Aunque él fue quien sugirió difundir la información entre el escalón superior de las ocho provincias, parecía que había subestimado el atractivo de una herencia de nivel Emperador Demonio.
No obstante, había logrado liberarse antes de que Invierno pudiera tener éxito en lo que sea que estuviera planeando hacer con ellos o con el altar del orbe.
Pero pronto descubrió que la gravedad de la situación era mucho peor de lo que había imaginado cuando se acercó a la entrada de la montaña.
Los pasos de Ace se detuvieron bruscamente cuando vio a miles de Zorros y decenas de miles de gusanos fantasma lanzándose hacia ocho figuras como un ejército de hormigas sin preocuparse por sus vidas.
Incluso los niños zorro estaban en ese ejército suicida y pudo ver las marcas de alma destellantes en sus frentes.
Su expresión se volvió gélida. «Es bastante despiadada al usar la marca de alma para enviarlos a todos a la muerte, incluso a los de su propia estirpe, solo para ganar tiempo».
Ace se sintió profundamente asqueado.
Pero estaba más sorprendido por esos ocho demonios que agitaban sus mangas y mataban a ese ejército como si rasparan nieve con cuchillas calientes.
Su atención fue atraída especialmente por el demonio que estaba sentado sobre la cabeza de la serpiente negra gigante y movía sus dedos con un ritmo único, y las bestias zorro a su alrededor se convertían en una niebla de sangre.

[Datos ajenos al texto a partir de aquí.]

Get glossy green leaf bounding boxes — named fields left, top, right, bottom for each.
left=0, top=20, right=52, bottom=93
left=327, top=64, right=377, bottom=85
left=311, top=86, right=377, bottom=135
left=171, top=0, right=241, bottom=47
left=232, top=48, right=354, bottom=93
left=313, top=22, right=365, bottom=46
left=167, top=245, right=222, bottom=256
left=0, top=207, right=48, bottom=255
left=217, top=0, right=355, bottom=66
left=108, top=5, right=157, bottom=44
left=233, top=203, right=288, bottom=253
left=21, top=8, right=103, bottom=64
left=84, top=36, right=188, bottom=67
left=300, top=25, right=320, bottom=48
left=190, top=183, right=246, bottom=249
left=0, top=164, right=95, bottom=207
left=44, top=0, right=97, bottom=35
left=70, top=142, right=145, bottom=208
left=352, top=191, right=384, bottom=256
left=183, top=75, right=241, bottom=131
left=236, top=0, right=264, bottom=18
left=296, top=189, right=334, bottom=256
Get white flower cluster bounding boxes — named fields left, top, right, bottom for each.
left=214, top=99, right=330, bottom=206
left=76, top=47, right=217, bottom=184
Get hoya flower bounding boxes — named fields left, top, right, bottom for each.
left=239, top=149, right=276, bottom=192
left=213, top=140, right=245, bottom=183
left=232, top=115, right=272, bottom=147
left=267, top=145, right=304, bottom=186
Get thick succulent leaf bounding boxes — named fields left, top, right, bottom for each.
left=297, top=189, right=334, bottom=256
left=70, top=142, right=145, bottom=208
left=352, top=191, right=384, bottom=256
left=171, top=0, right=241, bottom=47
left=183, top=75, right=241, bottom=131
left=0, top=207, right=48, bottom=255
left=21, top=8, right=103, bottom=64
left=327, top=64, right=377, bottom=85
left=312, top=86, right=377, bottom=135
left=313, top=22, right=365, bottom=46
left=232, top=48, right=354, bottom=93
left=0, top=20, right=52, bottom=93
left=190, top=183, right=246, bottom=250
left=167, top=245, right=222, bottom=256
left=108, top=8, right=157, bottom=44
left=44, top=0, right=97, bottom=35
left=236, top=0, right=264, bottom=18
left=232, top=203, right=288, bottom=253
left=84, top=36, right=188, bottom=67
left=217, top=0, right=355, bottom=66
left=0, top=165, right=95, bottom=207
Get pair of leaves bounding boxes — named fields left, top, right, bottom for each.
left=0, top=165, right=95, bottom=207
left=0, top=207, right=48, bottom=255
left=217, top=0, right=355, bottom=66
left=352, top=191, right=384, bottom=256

También vio al rey demonio de la espada matando a cientos con un solo movimiento de su espada, mientras un extraño disco blanco flotaba sobre sus cuernos.
¡Pero todo cambió cuando una presión extremadamente aterradora descendió sobre toda la montaña y cubrió rápidamente todo el campo de batalla!
El corazón de Ace palpitó al pensar que el castigo celestial había descendido e instintivamente miró hacia arriba.
Pero el cielo estaba despejado y no se veían nubes de tormenta.
Sin embargo, su confusión no duró mucho cuando escuchó un grito ensordecedor desde la cima de la montaña que casi lo dejó sordo.
—¡Kiyyyyyyooooooo…!
Pero este espeluznante grito fue solo el comienzo porque, después, nadie podía creer lo que veía: desde la dirección del lago gris, se alzó un enorme tsunami, que fue visto por todos.
Sin embargo, lo que dejó a todos estupefactos fue que decenas de miles de cadáveres cabalgaban dentro de ese tsunami, ¡y todos emitían una sensación que atravesaba el alma!
Como si esto no fuera lo suficientemente impactante, los gusanos fantasma de repente soltaron un grito agudo colectivo antes de explotar como sandías y convertirse en agua gris.
¡Antes de empezar a fusionarse en una sola entidad!